The Weird History of Statins: Mold, Muscle Pain, and the Nocebo Effect

I knew statins worked. I did not know how strange the origin story was.

How statins started with mold

The first statin came from Akira Endo, a Japanese biochemist who grew up fascinated by fungi and was inspired by the discovery of penicillin. After spending time in New York in the 1960s, he was struck by how common heart attacks seemed compared with rural Japan. Cholesterol was becoming a serious suspect in heart disease, and Endo wondered whether mold might contain a compound that could block the body’s cholesterol production.

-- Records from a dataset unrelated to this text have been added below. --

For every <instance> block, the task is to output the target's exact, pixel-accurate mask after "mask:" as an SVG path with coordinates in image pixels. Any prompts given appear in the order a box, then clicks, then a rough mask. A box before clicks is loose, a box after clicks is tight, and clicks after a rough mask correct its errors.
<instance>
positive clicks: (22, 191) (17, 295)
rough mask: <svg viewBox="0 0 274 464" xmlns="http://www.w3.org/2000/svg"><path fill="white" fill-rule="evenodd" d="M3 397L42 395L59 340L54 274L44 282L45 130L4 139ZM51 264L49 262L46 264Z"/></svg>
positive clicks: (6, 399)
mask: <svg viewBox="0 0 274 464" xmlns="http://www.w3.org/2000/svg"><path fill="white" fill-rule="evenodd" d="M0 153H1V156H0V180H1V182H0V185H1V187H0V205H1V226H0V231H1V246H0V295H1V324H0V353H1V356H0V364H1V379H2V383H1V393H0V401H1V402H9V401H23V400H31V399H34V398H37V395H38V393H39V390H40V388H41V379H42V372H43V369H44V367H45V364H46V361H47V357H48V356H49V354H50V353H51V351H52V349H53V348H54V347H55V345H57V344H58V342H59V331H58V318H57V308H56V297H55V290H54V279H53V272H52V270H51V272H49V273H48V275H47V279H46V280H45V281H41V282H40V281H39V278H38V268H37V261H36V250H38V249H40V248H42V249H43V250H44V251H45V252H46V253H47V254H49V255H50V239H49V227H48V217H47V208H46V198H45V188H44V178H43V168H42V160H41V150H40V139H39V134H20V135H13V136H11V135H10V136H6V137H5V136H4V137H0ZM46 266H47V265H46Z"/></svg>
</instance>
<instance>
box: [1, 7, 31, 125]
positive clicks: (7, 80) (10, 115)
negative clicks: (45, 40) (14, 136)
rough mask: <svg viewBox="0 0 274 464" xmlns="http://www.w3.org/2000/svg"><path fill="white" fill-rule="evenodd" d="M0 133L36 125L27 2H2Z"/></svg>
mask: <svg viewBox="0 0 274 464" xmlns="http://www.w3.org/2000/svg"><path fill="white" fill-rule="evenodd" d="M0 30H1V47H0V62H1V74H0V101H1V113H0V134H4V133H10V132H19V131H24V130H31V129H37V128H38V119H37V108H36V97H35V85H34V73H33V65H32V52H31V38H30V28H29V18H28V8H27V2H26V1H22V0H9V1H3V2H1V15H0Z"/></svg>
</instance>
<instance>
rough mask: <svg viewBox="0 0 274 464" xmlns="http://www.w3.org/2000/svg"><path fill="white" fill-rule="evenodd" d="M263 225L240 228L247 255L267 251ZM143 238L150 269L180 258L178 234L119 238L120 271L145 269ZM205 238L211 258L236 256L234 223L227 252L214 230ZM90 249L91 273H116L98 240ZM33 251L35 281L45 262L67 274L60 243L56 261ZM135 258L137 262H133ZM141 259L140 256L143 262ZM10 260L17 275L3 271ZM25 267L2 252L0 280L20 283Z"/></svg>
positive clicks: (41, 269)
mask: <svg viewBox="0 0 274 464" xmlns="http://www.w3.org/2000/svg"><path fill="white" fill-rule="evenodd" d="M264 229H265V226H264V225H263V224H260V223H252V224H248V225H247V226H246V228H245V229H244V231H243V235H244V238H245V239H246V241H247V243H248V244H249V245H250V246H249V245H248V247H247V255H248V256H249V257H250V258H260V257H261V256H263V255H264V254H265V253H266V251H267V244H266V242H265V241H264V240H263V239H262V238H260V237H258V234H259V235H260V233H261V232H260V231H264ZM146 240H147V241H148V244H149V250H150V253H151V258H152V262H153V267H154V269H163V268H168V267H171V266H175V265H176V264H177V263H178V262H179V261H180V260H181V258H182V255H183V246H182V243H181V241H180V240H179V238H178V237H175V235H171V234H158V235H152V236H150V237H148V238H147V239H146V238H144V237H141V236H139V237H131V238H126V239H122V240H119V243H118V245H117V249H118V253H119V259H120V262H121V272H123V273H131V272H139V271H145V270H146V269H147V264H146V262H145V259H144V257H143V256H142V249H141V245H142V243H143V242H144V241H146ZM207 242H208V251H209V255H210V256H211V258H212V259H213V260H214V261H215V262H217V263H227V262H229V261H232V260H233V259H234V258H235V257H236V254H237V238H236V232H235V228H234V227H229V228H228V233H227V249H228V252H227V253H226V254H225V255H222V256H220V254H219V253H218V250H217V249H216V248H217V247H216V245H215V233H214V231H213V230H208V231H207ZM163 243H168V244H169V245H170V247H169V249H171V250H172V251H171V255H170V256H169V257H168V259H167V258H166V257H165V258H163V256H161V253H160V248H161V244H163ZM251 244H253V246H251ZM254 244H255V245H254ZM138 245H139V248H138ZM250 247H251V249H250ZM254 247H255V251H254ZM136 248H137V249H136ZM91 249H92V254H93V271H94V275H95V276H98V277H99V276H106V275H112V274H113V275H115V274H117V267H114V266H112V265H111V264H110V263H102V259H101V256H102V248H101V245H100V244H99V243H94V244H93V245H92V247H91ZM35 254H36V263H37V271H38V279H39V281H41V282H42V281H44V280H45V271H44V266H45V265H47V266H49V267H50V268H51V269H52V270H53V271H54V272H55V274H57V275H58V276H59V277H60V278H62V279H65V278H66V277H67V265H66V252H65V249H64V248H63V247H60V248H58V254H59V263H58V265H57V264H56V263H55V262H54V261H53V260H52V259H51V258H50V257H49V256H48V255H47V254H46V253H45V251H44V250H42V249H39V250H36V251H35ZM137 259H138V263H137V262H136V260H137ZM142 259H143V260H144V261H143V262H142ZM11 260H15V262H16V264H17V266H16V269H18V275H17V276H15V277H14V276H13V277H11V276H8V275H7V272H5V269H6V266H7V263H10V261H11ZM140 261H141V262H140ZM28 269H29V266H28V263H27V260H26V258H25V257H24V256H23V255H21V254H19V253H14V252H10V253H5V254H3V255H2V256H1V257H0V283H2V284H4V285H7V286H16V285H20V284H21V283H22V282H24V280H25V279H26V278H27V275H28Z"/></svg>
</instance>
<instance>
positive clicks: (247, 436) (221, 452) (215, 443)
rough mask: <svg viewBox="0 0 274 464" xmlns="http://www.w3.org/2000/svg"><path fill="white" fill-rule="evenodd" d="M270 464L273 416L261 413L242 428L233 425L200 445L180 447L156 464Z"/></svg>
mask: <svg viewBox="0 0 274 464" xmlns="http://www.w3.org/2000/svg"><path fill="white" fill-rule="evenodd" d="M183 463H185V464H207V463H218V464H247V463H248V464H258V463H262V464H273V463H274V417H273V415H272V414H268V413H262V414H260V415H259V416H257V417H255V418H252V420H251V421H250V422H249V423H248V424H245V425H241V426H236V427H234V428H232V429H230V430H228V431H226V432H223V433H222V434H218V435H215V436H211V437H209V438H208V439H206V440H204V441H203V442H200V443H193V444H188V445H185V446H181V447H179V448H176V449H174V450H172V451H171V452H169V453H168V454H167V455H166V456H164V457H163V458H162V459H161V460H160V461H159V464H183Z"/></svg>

He screened thousands of fungal samples and eventually found compactin, later called mevastatin, in mold from rice collected at a Kyoto grain shop. That work led to lovastatin, the first commercial statin, and eventually to one of the most important drug classes in cardiovascular medicine.

How statin fear spread

The fear story is almost as interesting. Statin skepticism did not start on TikTok or in YouTube comments. It has been around for decades, fed by claims that cholesterol risk was exaggerated and statins were broadly harmful. The internet just made those claims louder.

What the SAMSON trial found

The muscle-pain question is where this gets practical. Symptoms can be real, but not always caused by the drug. In the SAMSON trial, people who had already quit statins because of side effects rotated through months of atorvastatin, placebo, and no pills. Symptom scores were almost the same on statin and placebo, and the researchers calculated a nocebo ratio of 0.90.

That means about 90% of the symptom burden people attributed to the statin was also triggered by placebo.

That does not mean symptoms are fake. It means bodies are noisy, expectations matter, and aging or training aches can get misattributed to a pill. The better move is not panic or quiet quitting. It is a real conversation with your doctor about dose, statin type, risk, LDL or apoB target, and add-on options.

My own approach

For me, that currently means low-dose rosuvastatin plus ezetimibe. Not because I think medication replaces training, diet, sleep, or blood pressure control. It does not. But cardiovascular risk is one of those places where “I’ll just lifestyle harder” can become a comforting excuse.

Sometimes the least dramatic answer is the one that actually lowers risk.